Jigsaw Puzzles - Why Bother!
Jigsaw puzzles are completely pointless, uncreative and repetitive. You spend hours putting together tiny little bits of wood or card only to pick them apart and jumble them back into the box again afterwards. Once completed, they rarely see the light of day again.
However, there is something meditative about that whole pointlessness. Meditation is focussed concentration, and so is the completion of a jigsaw. Whilst puzzling, the mind becomes totally absorbed in looking for the next piece, a bit of sail here, or a boot there and the troubles of life vanish. It takes concentration to the nth degree and the only problem is knowing when to stop. It's tempting to let the household chores go to wrack and ruin (or is that just me) and to stay up until two in the morning because you want to finish the sky.
jigsaw Puzzles - Why Bother!
I was brought up as an only child, by parents who had their own business. At Christmas time I would have sacks of gifts from relatives, many kindly buying the latest games. My heart would sink - there was no-one to play them with. What do you get the only child whose parents are always at work? A jigsaw puzzle. I would spend hours fixing those little bits of card into the right place.
There is something SO satisfying about the symmetry of pieces that fit exactly.
I expect that computer games have taken over from jigsaw puzzles as far as only kids are concerned, but I think children are missing out. Computer games are absorbing in a different way, their squeaks and grunts intrusive and their level of aggressive content sometimes frankly appalling. computer games just don't have that meditative quality.
In our household, jigsaw puzzles tend to be brought out at times of celebration, during holidays or over the Christmas season, so that the whole family can join in. We roll out a puzzle mat on to the table, so that the jigsaw can be tidied away at mealtimes, but as soon as the meal is over, out comes the puzzle, and we all sit around sharing the experience.
During slack periods throughout the day it's not uncommon to find one or two family members drifting towards the jigsaw, saying I'll just try to find the..., only to still be there two hurs later, having been joined by everyone else.
We try to find the most difficult puzzles possible, so that they last for a good few days.
A Brief History of the Jigsaw Puzzle
The first recorded jigsaw puzzles were dissected maps, invented by John Spilsbury. Children were encouraged to do them, as a part of their general education. It is a testament to the importance of puzzling, that Goya (around 17 years later than Spilsbury) was commissioned to paint a jigsaw puzzle, such was the serious nature of the hobby.
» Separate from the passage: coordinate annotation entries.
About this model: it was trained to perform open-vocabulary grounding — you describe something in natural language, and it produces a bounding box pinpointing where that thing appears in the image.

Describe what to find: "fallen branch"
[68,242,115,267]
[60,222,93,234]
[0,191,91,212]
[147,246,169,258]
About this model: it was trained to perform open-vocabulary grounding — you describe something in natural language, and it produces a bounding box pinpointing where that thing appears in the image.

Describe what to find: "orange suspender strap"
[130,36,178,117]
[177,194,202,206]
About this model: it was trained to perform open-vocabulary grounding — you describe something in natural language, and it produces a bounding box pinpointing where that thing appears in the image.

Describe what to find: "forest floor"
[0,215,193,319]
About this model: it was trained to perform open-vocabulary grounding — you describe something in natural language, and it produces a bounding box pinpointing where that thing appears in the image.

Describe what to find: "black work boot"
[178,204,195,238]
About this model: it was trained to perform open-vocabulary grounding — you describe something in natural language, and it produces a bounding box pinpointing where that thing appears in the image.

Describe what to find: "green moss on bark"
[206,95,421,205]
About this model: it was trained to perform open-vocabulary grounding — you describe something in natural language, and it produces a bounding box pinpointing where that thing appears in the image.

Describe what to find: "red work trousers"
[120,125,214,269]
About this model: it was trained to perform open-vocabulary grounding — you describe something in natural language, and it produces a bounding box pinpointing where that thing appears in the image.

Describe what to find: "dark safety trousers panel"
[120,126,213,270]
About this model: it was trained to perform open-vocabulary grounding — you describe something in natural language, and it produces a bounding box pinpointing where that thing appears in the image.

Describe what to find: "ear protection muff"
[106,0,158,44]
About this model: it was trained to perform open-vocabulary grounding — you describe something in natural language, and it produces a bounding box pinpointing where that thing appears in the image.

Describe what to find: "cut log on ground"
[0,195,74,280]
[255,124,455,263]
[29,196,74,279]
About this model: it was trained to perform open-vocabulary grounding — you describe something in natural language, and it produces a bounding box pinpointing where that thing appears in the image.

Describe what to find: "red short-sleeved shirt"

however, the USA really took jigsaw puzzles to heart and made them popular in every home. Puzzles were used as tests for immigrants wishing to enter the US. If an adult couldn't assemble a jigsaw puzzle within a few minutes, they were unfit to enter the country.
It was in the Great Depression that jigsaw puzzles really became popular, and from 1932 millions of puzzles were sold to householders. The Jig of The Week, which was sold at newsstands for 25 cents became hugely popular, and puzzlers would rush to buy one each week before they sold out.
Many jigsaws were given away free with products, which further increased their popularity, and it was a way of getting 'Art' into the homes of ordinary people. Much later in the 1960s one company in the US tried to find unusual art to make into jigsaws, such as Jackson pollack's Convergence, which was billed as the most difficult jigsaw ever. Salvador Dali also famously painted a piece for jigsaw called double image.
How to Complete a Jigsaw Puzzle
Most of us tackle a jigsaw the way our parents taught us to. First we find the corner pieces, then put together all of the straight edge pieces, finally filling in the centre. Some people follow the picture on the box lid, but in our household that's sacrilege. Following the picture makes the puzzle just too easy - it's akin to cheating!
There are many jigsaw puzzle manufacturers producing puzzles today. Probably one of the most famous is Ravensburger, a highly commercial manufacturer, making complex puzzles with 1,000s of pieces. However, the Wentworth Wooden Jigsaw Company produce puzzles for The National Trust, amongst others and makes truly fiendishly difficult puzzles. For example a puzzle about a zoo may have a piece shaped like a zebra in it, and several internal pieces may have longer straight edges than the edge pieces, or may have two straight edges, leading the puzzler to confuse them with a corner piece.
So, why bother with a jigsaw, because they're absorbing, entertaining, sociable, meditative, enriching fun.